The remainder represents the short-term irregular variation after removing the smoothed trend captured by the 13th order moving average. We can see there are peaks and troughs, roughly once per year, which may indicate some strong seasonality. The mean is basically around zero, which confirmed that the moving average removed the long term level.

Code
library(forecast)
library(tsibble)
library(feasts)
library(fabletools)

# Step 1: Convert to tsibble and fill gaps
ts_data <- ts(df$zillow_sales, start = c(2008, 2), frequency = 12)
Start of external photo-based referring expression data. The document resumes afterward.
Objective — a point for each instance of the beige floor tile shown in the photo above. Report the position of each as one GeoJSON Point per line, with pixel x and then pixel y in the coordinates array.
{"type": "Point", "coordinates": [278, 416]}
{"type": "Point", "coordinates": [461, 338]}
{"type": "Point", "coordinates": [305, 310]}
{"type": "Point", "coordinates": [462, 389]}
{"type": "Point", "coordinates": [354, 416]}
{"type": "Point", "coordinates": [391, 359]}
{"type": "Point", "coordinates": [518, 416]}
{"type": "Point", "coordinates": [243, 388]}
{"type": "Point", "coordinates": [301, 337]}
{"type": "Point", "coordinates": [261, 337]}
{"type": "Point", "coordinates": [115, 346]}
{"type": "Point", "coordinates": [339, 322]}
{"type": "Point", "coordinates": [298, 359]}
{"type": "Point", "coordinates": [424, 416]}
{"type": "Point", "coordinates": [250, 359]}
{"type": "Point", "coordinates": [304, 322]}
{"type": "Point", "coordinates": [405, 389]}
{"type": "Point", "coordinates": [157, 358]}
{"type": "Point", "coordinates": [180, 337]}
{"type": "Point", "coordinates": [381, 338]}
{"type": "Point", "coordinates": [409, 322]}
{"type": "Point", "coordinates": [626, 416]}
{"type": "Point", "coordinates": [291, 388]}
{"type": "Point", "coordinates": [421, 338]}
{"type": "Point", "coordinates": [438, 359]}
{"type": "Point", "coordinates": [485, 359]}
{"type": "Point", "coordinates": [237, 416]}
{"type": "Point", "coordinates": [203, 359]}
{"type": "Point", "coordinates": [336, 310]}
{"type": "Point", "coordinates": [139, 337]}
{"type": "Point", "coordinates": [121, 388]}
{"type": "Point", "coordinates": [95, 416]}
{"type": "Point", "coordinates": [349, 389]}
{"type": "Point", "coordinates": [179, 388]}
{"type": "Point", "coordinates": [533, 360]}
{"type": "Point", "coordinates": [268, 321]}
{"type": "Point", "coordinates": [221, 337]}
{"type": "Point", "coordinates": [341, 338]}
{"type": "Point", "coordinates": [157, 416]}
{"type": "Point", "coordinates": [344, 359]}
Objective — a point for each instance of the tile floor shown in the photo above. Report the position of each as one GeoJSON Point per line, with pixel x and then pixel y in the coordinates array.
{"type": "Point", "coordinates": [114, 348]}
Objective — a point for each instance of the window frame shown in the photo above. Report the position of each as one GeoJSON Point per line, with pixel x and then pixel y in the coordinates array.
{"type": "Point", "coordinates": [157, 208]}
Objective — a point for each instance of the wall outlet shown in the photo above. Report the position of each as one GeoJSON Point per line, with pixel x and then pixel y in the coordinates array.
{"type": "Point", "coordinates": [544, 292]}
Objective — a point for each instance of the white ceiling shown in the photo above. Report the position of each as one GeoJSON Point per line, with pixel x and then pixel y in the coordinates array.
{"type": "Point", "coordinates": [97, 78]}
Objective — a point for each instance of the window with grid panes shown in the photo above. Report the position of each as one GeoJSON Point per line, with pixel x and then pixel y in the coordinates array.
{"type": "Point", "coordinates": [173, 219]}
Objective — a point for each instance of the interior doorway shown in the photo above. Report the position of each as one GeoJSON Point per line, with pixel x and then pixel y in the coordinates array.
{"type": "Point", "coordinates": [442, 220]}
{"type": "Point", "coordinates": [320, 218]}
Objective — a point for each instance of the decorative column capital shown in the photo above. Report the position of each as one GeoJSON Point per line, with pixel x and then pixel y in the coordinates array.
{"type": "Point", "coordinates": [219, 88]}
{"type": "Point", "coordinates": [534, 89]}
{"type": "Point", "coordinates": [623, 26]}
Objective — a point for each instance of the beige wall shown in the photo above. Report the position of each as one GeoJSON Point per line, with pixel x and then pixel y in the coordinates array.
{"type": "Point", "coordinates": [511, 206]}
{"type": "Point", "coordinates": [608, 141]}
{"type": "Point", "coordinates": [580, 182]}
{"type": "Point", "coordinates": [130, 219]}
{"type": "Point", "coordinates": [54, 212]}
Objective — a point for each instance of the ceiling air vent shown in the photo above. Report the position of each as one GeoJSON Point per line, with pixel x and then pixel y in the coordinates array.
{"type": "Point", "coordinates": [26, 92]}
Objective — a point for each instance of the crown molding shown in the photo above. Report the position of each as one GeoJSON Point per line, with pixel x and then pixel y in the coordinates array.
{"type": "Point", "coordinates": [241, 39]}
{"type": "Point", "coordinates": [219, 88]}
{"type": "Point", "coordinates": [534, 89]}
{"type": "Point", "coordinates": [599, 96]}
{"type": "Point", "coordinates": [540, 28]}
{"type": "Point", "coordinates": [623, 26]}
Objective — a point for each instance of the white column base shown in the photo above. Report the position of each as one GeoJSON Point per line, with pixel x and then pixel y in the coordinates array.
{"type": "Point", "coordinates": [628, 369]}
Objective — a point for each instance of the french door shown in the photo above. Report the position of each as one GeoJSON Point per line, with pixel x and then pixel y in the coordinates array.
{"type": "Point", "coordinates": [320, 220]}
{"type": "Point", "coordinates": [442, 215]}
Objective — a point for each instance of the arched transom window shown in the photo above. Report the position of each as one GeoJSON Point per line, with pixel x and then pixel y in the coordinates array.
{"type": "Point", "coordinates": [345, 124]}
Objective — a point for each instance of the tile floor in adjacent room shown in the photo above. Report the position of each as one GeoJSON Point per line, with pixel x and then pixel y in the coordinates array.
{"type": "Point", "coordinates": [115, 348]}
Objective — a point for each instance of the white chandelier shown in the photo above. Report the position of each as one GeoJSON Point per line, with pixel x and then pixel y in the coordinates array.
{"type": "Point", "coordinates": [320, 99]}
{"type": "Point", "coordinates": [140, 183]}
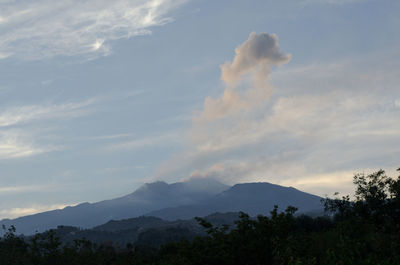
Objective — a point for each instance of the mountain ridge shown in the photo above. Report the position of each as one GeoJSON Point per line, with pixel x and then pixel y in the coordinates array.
{"type": "Point", "coordinates": [181, 200]}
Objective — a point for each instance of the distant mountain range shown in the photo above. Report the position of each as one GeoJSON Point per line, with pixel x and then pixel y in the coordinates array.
{"type": "Point", "coordinates": [181, 200]}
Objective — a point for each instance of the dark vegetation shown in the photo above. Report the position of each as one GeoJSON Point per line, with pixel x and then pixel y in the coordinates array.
{"type": "Point", "coordinates": [365, 230]}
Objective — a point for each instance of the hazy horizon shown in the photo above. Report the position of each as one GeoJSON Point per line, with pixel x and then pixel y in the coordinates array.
{"type": "Point", "coordinates": [99, 97]}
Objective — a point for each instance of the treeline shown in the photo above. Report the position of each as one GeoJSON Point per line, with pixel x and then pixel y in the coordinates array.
{"type": "Point", "coordinates": [365, 230]}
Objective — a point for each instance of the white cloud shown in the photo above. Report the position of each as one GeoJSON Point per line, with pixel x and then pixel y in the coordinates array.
{"type": "Point", "coordinates": [146, 142]}
{"type": "Point", "coordinates": [17, 140]}
{"type": "Point", "coordinates": [33, 209]}
{"type": "Point", "coordinates": [16, 144]}
{"type": "Point", "coordinates": [324, 123]}
{"type": "Point", "coordinates": [27, 113]}
{"type": "Point", "coordinates": [45, 28]}
{"type": "Point", "coordinates": [253, 59]}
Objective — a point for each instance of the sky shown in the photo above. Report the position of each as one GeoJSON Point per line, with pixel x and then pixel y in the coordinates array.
{"type": "Point", "coordinates": [98, 97]}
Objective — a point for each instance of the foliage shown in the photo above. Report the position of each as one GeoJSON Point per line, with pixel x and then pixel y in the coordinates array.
{"type": "Point", "coordinates": [365, 230]}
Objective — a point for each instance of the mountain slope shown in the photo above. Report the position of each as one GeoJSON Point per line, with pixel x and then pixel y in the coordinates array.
{"type": "Point", "coordinates": [252, 198]}
{"type": "Point", "coordinates": [149, 197]}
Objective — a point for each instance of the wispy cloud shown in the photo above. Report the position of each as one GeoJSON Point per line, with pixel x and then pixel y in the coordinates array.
{"type": "Point", "coordinates": [323, 120]}
{"type": "Point", "coordinates": [146, 142]}
{"type": "Point", "coordinates": [33, 209]}
{"type": "Point", "coordinates": [16, 144]}
{"type": "Point", "coordinates": [45, 28]}
{"type": "Point", "coordinates": [27, 113]}
{"type": "Point", "coordinates": [17, 139]}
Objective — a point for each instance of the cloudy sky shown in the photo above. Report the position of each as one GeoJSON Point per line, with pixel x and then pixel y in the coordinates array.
{"type": "Point", "coordinates": [98, 97]}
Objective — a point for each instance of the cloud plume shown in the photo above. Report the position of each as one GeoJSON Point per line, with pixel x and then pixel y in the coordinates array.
{"type": "Point", "coordinates": [246, 77]}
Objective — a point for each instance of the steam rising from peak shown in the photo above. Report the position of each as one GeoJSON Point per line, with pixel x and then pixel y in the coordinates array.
{"type": "Point", "coordinates": [252, 62]}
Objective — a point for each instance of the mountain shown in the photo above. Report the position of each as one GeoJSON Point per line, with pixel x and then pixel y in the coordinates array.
{"type": "Point", "coordinates": [149, 197]}
{"type": "Point", "coordinates": [181, 200]}
{"type": "Point", "coordinates": [252, 198]}
{"type": "Point", "coordinates": [143, 230]}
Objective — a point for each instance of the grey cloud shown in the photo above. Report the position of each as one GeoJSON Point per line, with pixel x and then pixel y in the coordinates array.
{"type": "Point", "coordinates": [252, 63]}
{"type": "Point", "coordinates": [256, 56]}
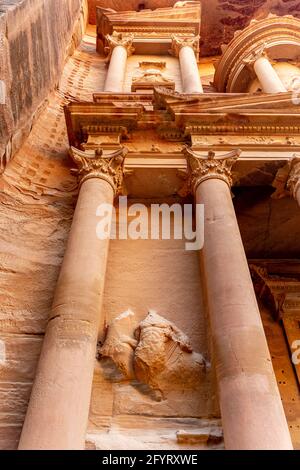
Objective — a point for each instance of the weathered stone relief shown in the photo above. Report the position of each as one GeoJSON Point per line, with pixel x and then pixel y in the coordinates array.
{"type": "Point", "coordinates": [155, 352]}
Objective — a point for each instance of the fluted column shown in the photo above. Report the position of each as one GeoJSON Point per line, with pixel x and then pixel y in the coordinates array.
{"type": "Point", "coordinates": [120, 48]}
{"type": "Point", "coordinates": [187, 49]}
{"type": "Point", "coordinates": [58, 410]}
{"type": "Point", "coordinates": [293, 183]}
{"type": "Point", "coordinates": [266, 74]}
{"type": "Point", "coordinates": [251, 409]}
# STL decomposition using seasonal window = "periodic" (assumes stable seasonality)
stl_result <- stl(ts_data, s.window = "periodic")

# Plot STL decomposition
autoplot(stl_result) +
  labs(title = "STL Decomposition of Zillow Monthly Home Sales") +
  theme_minimal()

Based on the STL decomposition graph, we can see that the seasonal component is visible and strong. Repeating consistently year over year. Sales are high during late Spring and Summer months while low during the winter months.

Section 4

Forcast using Naive

Code
library(tsibble)
library(fable)
library(feasts)
library(tidyverse)
library(lubridate)

library(tsibble)
library(fable)
library(feasts)
library(tidyverse)
library(lubridate)

# Step 1: Format to monthly tsibble
zillow_ts <- df %>%
  mutate(month = yearmonth(date)) %>%
  group_by(month) %>%
  summarise(zillow_sales = sum(zillow_sales, na.rm = TRUE), .groups = 'drop') %>%
  as_tsibble(index = month)

# Step 2: Fit naive models
naive_models <- zillow_ts %>%
  model(
    naive = NAIVE(zillow_sales),
    seasonal_naive = SNAIVE(zillow_sales),
    drift_naive = NAIVE(zillow_sales ~ drift())
  )

# Step 3: Forecast 6 months ahead
zillow_fc <- naive_models %>%
  forecast(h = "6 months")

# Step 4: Plot
autoplot(zillow_fc, zillow_ts) +
  labs(title = "6-Month Naive Forecasts for Zillow Monthly Home Sales",
       x = "Date", y = "Sales Count") +
  theme_minimal()

Looking at the three forcasts, both naive and drift naive shows a flat value prediction for the next 6 months, where the seasonal_naive predicts a downward and the upward trend. In this case, the seasonal naive captures the value from the same month last year, and due to the data has strong seasonality, it seams to be more appropriate to use the seasonal naive model to conduct the forcast.